I think what hasn't been mentioned enough on this thread is the psychological trauma that the surviving children are going through. Sure, CM in sworn testimony that they had 800 kids signed up for this camp and were ready. Many mothers stressed that allowing their girls to return to CM was the best decision they could make for their children. But, Im particularly curious out of all these 800 children expressing the need to return to CM to go back have actually gotten the appropriate intensive mental health treatment they needed. Returning child survivors to the same camp environment within approximately so soon after this traumatic event—particularly one involving peer fatalities—raises serious concerns and may constitute a breach of duty of care.
At this stage, many children remain in an acute trauma response. Re-exposure to the site of the incident can trigger symptoms consistent with Post-Traumatic Stress Disorder, including hyperarousal, intrusive memories, and emotional dysregulation. Trauma-informed standards emphasize safety and stabilization—not premature return to trauma-linked environments.

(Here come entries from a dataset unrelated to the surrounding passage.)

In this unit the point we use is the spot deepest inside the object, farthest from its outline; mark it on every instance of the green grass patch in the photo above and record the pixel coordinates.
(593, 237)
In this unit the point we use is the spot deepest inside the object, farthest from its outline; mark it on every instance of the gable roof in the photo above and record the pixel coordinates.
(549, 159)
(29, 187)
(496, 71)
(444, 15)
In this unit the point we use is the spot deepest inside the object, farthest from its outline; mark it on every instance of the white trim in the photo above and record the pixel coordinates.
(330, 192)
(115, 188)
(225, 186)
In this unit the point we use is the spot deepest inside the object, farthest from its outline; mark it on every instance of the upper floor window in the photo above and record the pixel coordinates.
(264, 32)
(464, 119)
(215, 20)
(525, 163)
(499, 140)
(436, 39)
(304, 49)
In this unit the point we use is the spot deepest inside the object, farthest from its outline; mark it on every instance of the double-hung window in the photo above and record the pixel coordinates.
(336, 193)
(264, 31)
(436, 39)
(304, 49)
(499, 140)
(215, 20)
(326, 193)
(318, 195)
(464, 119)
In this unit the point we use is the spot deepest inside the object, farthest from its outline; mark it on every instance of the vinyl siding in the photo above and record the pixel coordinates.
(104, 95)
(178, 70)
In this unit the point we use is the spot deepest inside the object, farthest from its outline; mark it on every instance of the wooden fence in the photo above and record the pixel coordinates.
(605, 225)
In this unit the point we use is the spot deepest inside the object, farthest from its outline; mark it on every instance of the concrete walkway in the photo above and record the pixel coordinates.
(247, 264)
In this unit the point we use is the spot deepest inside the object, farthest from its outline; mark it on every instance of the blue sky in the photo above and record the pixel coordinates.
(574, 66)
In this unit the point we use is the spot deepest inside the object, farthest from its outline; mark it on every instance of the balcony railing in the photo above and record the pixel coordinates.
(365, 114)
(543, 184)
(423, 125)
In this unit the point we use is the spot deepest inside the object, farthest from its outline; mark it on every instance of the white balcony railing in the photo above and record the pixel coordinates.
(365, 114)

This risk is well-recognized in other high-trauma populations. For example, within military settings, repeated or premature return to combat zones has been associated with increased rates of PTSD and elevated suicide risk among service members. While children are not analogous to trained soldiers, the comparison underscores a fundamental principle: re-exposure to the site of trauma without adequate recovery and support increases the risk of psychological harm.
Representations by camp leadership that children were “ready” to return—particularly where some experienced life-threatening events such as near-drowning—are clinically unsupported absent individualized psychological evaluation and may be misleading to parents. Placing minors back into the same residential setting, separated from caregivers, creates a foreseeable risk of retraumatization.
Under these circumstances, absent individualized clinical clearance, informed parental consent, and controlled, voluntary reintroduction, the decision to return children to the site of trauma may fall below the accepted standard of care and constitute a breach of duty.